Department of Homeland Security Secretary Alejandro Mayorkas said this week that there are “significant changes” coming to the Immigration and Customs Enforcement agency as President Joe Biden’s administration continues to reverse polices made during former President Donald Trump’s tenure.
Mayorkas told The Washington Post Tuesday that he is “wrestling” with establishing new priorities for the agency as it works through a new “assessment” of what it should be doing that is due by the end of the month.
“I really am focused on it becoming a premier national security and law enforcement agency,” Mayorkas said to the Post. “I really want to elevate all of the other work [ICE] does and also ensure that its civil immigration work is well-focused in the service of the national security and public safety mission.”
Since taking office, Biden’s administration has slowed the number of arrests and apprehension of people crossing the southern border by ending several Trump policies.
He ordered a 100-day freeze on most deportations, which was blocked in the federal courts, and the administration is being sued by several Republican states attorneys general, the report said.
According to the Post story, the agency carried out less than 3,000 deportations in April, which is the lowest level in history,, In March, agents took more than 172,000 migrants into custody, and a similar number for April, the Post reported.
The new administration’s policies want to move ICE resources away from being measured by arrests and deportations to more investigative work, according to the article.
Despite moving away from the policies of Trump, some Democrats that are further left than the president want the administration to move faster reforming its function.
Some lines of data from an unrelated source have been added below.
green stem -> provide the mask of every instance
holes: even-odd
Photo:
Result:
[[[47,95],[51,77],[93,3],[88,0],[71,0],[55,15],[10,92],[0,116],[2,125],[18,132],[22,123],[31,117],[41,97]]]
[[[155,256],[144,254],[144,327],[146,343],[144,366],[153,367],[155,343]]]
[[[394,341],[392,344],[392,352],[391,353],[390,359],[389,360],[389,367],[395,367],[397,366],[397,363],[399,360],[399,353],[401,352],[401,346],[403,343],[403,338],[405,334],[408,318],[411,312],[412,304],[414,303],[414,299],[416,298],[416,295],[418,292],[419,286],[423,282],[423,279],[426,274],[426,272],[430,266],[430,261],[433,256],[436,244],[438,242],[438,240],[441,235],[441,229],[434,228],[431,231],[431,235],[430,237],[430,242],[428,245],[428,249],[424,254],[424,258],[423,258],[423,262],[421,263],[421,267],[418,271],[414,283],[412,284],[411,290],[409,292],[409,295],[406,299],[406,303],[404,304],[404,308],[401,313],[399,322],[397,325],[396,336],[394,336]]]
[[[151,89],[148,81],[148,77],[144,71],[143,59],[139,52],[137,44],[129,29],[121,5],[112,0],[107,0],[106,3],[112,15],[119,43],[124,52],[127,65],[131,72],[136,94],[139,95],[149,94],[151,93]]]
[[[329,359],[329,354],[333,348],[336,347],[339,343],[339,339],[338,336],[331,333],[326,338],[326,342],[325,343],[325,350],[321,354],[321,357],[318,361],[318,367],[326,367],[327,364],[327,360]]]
“They have begun to do a lot of things to roll back the worst pieces of Trump administration policies, and their biggest accomplishment has been changing immigration enforcement in the interior to scale back who is being detained,” Rep. Pramila Jayapal, D-Wash., said in the story while pushing for a full moratorium on deportations.
So far, the administration has not moved to the far left, which is calling to abolish the agency altogether, but has reined in much of the latitude Border Agents had under Trump.
The agency reported a caseload of 3.26 million with an average of 87 arrests, 509 removals, and 4,000 lbs. of narcotics seized each day, according to its website.
The decreased activity by the agency because of Biden’s policies and a 20-year high of border crossings is frustrating some of the Border Patrol rank and file, according to the story.